High-flow oxygen therapy (HFOT) improves gas exchange and dead space washout and reduces the level of work required for breathing. This study aimed to evaluate pulmonary rehabilitation (PR) combined with HFOT in COPD patients treated with nocturnal non-invasive ventilation (NIV) and long-term oxygen therapy (LTOT). In particular, we sought to discover whether the addition of HFOT during exercise training could improve patients’ performance, mainly with regard to their Six-Minute Walking Test (6MWT) outcomes, and reduce the exacerbation rates, periods of rehospitalization or need to resort to unscheduled visits. Thirty-one COPD subjects (13 female) who used nocturnal NIV were included in a randomized controlled trial and allocated to one of two groups: the experimental group (EG), with 15 subjects, subjected to PR with HFOT; and the control group (CG), with 16 subjects, subjected to PR without HFOT. The primary outcome of the study was the observation of changes in the 6MWT. The secondary outcome of the study was related to the rate of exacerbation and hospitalization. Data were collected at baseline and after one, two and three cycles of cycle-ergometer exercise training performed in 20 supervised sessions of 40 min thrice per week, with a washout period of 3 months between each rehabilitation cycle. Statistical significance was not found for the 6MWT distance (W = 0.974; p = 0.672) at the last follow-up, but statistical significance was found for the Borg scale in regard to dyspnea (W = 2.50; p < 0.001) and fatigue (W = 2.00; p < 0.001). HFOT may offer a positive option for dyspnea-affected COPD patients in the context of LTOT and nocturnal NIV.

1. Introduction

The course of chronic obstructive pulmonary disease (COPD) is characterized by periods of exacerbation, leading to the worsening of the clinical state of patients and requiring hospitalization, additional visits and, often, ventilatory support [1]. The treatment of patients with COPD and acute respiratory failure with non-invasive ventilation (NIV) improves outcomes [1,2], but persistent hypercapnia, associated with increased mortality [3,4] and early re-hospitalization, might persist [5,6].

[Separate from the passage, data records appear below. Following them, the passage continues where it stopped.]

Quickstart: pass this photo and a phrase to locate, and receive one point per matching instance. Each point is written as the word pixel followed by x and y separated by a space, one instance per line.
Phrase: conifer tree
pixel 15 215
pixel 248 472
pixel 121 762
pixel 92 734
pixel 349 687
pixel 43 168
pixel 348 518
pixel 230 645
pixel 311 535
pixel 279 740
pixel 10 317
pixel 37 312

Murphy et al., 2017 [7] showed that among patients with persistent hypercapnia, following an acute COPD exacerbation, the combination of home NIV with home oxygen therapy prolonged the time to re-hospitalization or death by 12 months.

Moreover, several studies on stable COPD patients with or without chronic hypercapnic respiratory failure have shown that nasal high-flow oxygen therapy (HFOT) reduces the respiratory rate [8,9,10], dead space [11] and work required for breathing [12,13] and improves gas exchange [8,9,10,14]. Other studies have shown that there are no significant differences in the endurance time during exercise between patients with and without HFOT who are recovering from an acute COPD exacerbation and patients in a stable condition. Other authors found that the addition of HFOT was not associated with an improvement in the endurance time; however, a greater improvement in the 6 min walking distance (6MWD) was observed in the HFOT group, although the p-value of the primary analysis did not reach the threshold of significance [15,16].

No studies, to our knowledge, have been conducted on hypercapnic COPD patients undergoing long-term oxygen therapy (LTOT) and non-invasive nocturnal ventilation (NIV) at home, in addition to respiratory rehabilitation (RR) cycles with HFOT.

In our single-center randomized clinical trial, we hypothesized that cycles of respiratory rehabilitation with HFOT applied to a group of COPD patients undergoing long-term oxygen therapy and nocturnal non-invasive home ventilation could improve the patients’ performance, especially in the outcomes of the 6MWD, and reduce the exacerbation rate and/or periods of re-hospitalization or the need to resort to unscheduled visits, compared to similar patients who underwent only cycles of respiratory rehabilitation with oxygen therapy.

2. Materials and Methods

2.1. Study Design and Data Collection

This was a prospective randomized controlled trial involving a single center, the IRCCS Santa Maria Nascente, Fondazione Don Carlo Gnocchi (Milan), and it included subjects affected by COPD undergoing LTOT and nocturnal non-invasive ventilation (NIV) treatment. The study protocol was defined according to the Consolidated Standard of Reporting Trials (CONSORT) guidelines and was approved by the Ethics Committee of IRCCS Fondazione Don Carlo Gnocchi, IRCCS Regione Lombardia (11-12-2019). Written informed consent was obtained from all the patients before they entered the study. The study was conducted following the principles of the Declaration of Helsinki. The study was also registered at Clinical.Trials.gov, ID: NCT04683952.

2.2. Participants

The recruitment of the participants was carried out from January 2020 to October 2021, with an interruption due to COVID-19 lockdowns from February to September 2020, at the IRCCS Fondazione Don Gnocchi in Milan (Italy).

Participants were included if they fulfilled the following criteria:

• A diagnosis of moderate to severe chronic obstructive pulmonary disease (COPD) according to Vogelmeier et al. [17].
• Age ranging from 18 to 80 years.
• Nocturnal non-invasive-ventilation (NIV) prescription according to the ATS/ERS guidelines, with long-term oxygen therapy [18].
• Clinical stability (no exacerbation and no change in, or addition of, respiratory drugs in the last month) [19].
• No COVID-19-related infections associated

The exclusion criteria were:

• Orthopedic or neurological pathologies that limit the patient’s physical performance.
• Cognitive impairment (Mini-Mental State Examination < 24) [20].
• Advanced heart disease (NYHA class > 2) classes of heart failure (American Heart Association) [21].
• NIV compliance that is inferior to 5 h per night [22].

2.3. Interventions

After screening, the patients were randomized (1:1) using a dedicated software program (E.C. https://www.randomizer.org/, accessed on 8 January 2020) and assigned to either the experimental group (O₂ with HFOT) or the control group (only O₂). This was a single-blind study, and only the statistician involved in the analysis was blind to the group allocation.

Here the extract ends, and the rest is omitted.